Isabella mad libbed the theme song to a cartoon we watched, “Bucky O’Hare,” she sang out loud, “Captain plucky, Captain plucky your hair.” I wanted to sing out something to her, but had no comeback for, “Wee, wee, they’re growing.”

I slammed and locked my bedroom door, pushed myself into a corner, piled pillows and stuffed animals on top of me, and held my hands tightly against my ears to try and cancel out the sound of me saying, “I pluck them,” tormenting me from the recorder Andrew was now holding at the small opening underneath the door with its volume at “kill me now” decibel.

Adding insult to injury, my mom’s boyfriend, Richie wandered into the kitchen that night as I looked for a snack and thought all was forgotten, and said, “Hi plucky.”

“Why did you tell him?” I screamed out.

In-between her laughter mom said, “I told him to say, “Hi plucky, he has no idea why.”

I didn’t care to be a man anymore. I didn’t care for mothers and their puppet boyfriends or older brothers or younger siblings or recorders or signs anymore either.

Nicholas and Alexander are looking up at me, curious as to who may be right. I say, “You’re both wrong, the first sign of being a man is never calling out mercy when I do this:” I bring the two of them together back to back and squeeze them into a bear hug. I pick them up and twirl them around. Their eyes go this way and that way as they giggle, and never say “mercy.”

As I place them down I feel the unease of a full bladder.

“I need to use the bathroom.” I tell them. The closest one is at the pizzeria down the block.

“We can get a bite to eat too,” I say as we start walking.

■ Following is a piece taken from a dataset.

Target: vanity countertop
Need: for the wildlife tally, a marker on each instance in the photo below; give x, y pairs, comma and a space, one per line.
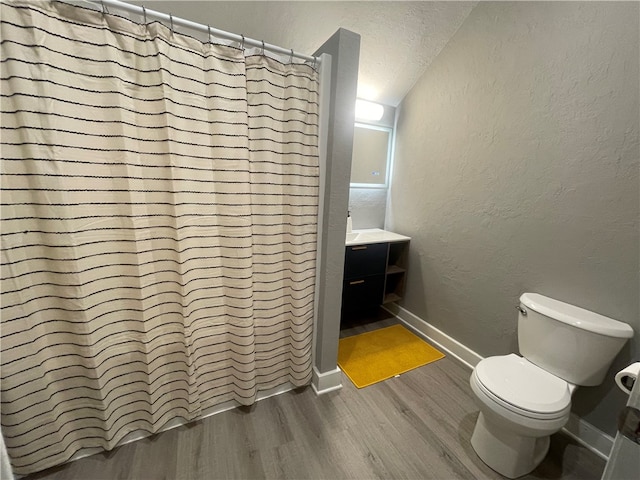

Watching Nicholas and Alexander skip along and talk about trading Pokémon cards I realize the blatant signs of my manhood. There’s my ex-wife, my rented one bedroom apartment, and most certainly there’s my high mileage Acura that rattles and sometimes doesn’t start till I pop open the hood, say a prayer, and whack at the battery six times; three for each positive and negative contact point.

At the pizzeria I order three plain slices, seat the boys, and hurry into the bathroom. Inside, I watch a yellow stream form suds in the toilet water as I relieve myself. The light illuminates the first sign of my manhood; the now prominent, “happy trail.” I start laughing hysterically, like my brothers, sisters, and mother did so many years ago, as an old recorder plays in the back of my head, over and over again, “I pluck them.”

*Names have been changed to protect the privacy of individuals.